Indemnisation hémiplégie

L'hémiplégie désigne la paralysie complète ou partielle d'une moitié du corps (hémicorps). Elle résulte d'une lésion cérébrale affectant les centres moteurs ou les voies nerveuses qui commandent les mouvements. L'atteinte touche toujours le côté opposé à la lésion cérébrale : une lésion de l'hémisphère gauche provoque une hémiplégie droite, et inversement.

Les causes principales

  • L'accident vasculaire cérébral (AVC) représente la cause la plus fréquente d'hémiplégie. Qu'il s'agisse d'un AVC ischémique (obstruction d'une artère cérébrale) ou hémorragique (rupture d'un vaisseau), les neurones privés d'oxygène meurent rapidement. Si la lésion touche l'aire motrice, l'hémiplégie s'installe.
  • Le traumatisme crânien, suite à un accident de la route, une chute ou une agression, peut provoquer des lésions cérébrales responsables d'une hémiplégie. Les accidents de la circulation constituent une cause majeure, particulièrement chez les personnes jeunes.
  • Les accidents médicaux peuvent également être en cause. Une erreur lors d'une intervention neurochirurgicale, une complication anesthésique entraînant un arrêt circulatoire prolongé, un retard de diagnostic d'AVC, une infection nosocomiale atteignant le cerveau (méningite, abcès) : autant de situations pouvant conduire à une hémiplégie et ouvrant droit à indemnisation.
  • Les tumeurs cérébrales, lorsqu'elles compriment les zones motrices, peuvent provoquer une hémiplégie progressive. Si un retard de diagnostic peut être reproché aux praticiens, une indemnisation est envisageable.

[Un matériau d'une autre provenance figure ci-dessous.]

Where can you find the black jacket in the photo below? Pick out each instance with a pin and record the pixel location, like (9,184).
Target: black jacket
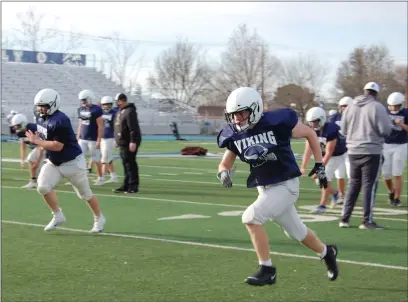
(127,129)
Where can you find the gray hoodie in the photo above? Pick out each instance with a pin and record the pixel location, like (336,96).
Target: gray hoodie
(365,123)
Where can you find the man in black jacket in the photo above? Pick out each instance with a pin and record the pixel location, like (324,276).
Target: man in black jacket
(128,138)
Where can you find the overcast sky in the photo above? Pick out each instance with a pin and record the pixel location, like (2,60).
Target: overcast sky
(330,30)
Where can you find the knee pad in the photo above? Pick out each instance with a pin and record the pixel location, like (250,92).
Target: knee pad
(250,216)
(43,189)
(296,232)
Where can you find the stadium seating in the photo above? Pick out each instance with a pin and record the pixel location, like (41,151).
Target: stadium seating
(21,81)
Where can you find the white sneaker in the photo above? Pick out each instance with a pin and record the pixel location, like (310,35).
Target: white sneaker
(30,185)
(99,223)
(57,220)
(99,182)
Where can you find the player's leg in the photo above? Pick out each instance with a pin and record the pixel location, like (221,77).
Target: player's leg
(48,178)
(331,166)
(370,170)
(297,230)
(76,172)
(96,159)
(353,190)
(32,159)
(272,201)
(399,159)
(387,170)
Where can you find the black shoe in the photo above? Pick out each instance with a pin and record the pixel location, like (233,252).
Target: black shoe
(366,225)
(132,191)
(265,275)
(119,190)
(396,203)
(391,198)
(331,263)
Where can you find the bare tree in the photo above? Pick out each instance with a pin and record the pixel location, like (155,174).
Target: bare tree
(366,64)
(306,71)
(30,32)
(246,62)
(120,54)
(297,97)
(181,74)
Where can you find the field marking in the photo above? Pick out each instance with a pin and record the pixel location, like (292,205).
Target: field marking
(227,247)
(300,211)
(209,183)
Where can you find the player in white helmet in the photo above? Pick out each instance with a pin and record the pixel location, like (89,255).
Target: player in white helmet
(262,140)
(333,148)
(108,140)
(65,159)
(395,148)
(90,130)
(36,156)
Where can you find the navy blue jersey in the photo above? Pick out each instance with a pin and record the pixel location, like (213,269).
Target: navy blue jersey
(21,135)
(335,118)
(57,127)
(108,120)
(398,135)
(89,127)
(331,131)
(266,148)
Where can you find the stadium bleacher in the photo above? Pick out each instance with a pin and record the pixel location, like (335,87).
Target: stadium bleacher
(21,82)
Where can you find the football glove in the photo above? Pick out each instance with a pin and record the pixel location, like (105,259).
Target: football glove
(225,177)
(319,170)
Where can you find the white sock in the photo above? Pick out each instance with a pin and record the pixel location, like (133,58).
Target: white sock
(266,262)
(322,254)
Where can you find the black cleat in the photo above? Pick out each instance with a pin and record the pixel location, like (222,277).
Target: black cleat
(366,225)
(391,198)
(396,202)
(331,263)
(265,275)
(119,190)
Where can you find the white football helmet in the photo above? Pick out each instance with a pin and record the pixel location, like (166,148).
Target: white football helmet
(106,100)
(19,121)
(345,101)
(47,97)
(241,99)
(395,99)
(332,112)
(316,114)
(372,86)
(86,96)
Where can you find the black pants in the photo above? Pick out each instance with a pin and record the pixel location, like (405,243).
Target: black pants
(130,167)
(364,173)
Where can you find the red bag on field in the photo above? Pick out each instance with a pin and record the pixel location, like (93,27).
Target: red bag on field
(193,151)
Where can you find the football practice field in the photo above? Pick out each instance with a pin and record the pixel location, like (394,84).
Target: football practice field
(181,239)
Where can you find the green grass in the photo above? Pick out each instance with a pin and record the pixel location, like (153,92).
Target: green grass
(142,258)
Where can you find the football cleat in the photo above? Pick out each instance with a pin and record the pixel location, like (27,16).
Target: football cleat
(265,276)
(331,262)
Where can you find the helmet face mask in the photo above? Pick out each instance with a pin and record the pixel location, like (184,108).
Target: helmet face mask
(244,109)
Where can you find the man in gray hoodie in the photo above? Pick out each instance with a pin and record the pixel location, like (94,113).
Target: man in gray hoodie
(365,124)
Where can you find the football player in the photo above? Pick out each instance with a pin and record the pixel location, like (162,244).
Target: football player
(90,130)
(54,133)
(395,147)
(36,156)
(333,149)
(344,169)
(262,139)
(108,140)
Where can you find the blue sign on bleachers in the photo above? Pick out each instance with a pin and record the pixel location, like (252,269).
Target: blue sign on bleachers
(42,57)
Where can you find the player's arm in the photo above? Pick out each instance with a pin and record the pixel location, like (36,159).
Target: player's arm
(306,157)
(330,146)
(79,129)
(303,131)
(99,123)
(23,149)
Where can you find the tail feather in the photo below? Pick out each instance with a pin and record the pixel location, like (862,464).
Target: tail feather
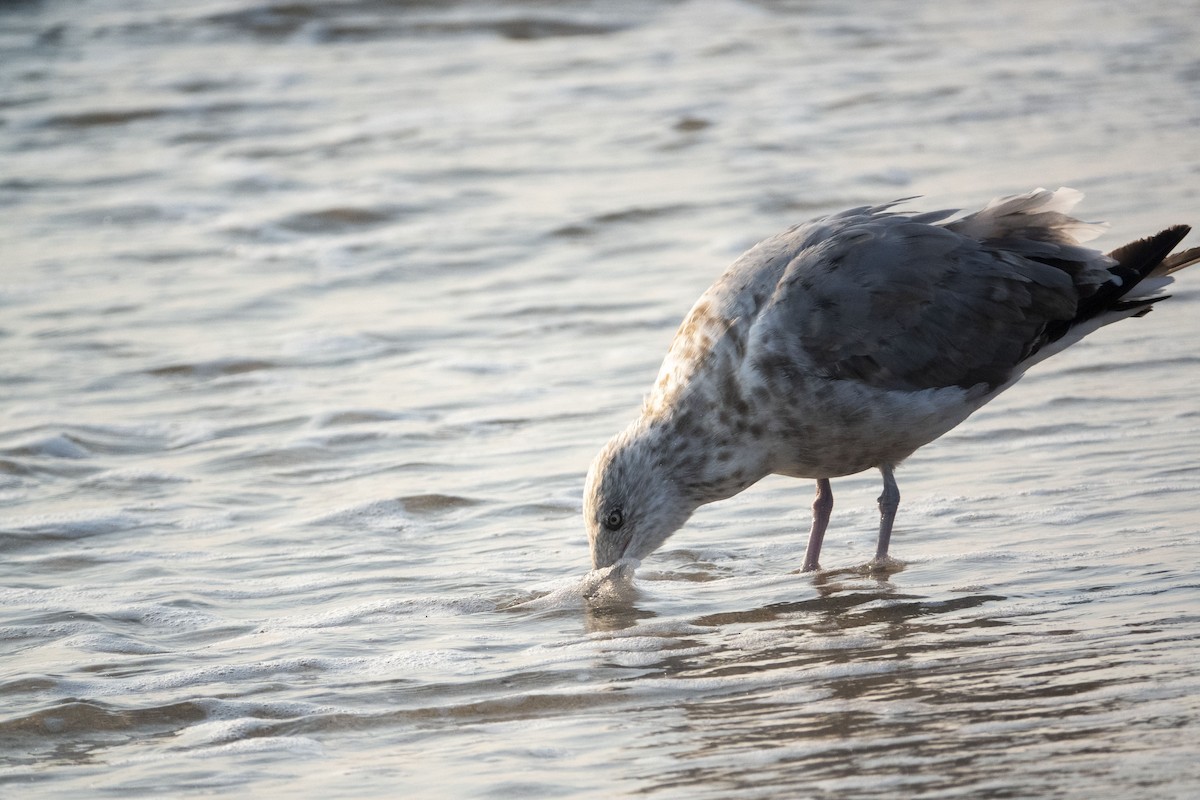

Le tableau clinique de l'hémiplégie

La paralysie motrice affecte le bras, la jambe et parfois la face du côté atteint. Selon la gravité, on distingue l'hémiplégie complète (aucun mouvement possible) et l'hémiparésie (motricité réduite mais présente). La récupération dépend de l'étendue de la lésion, de la rapidité de la prise en charge et de l'intensité de la rééducation.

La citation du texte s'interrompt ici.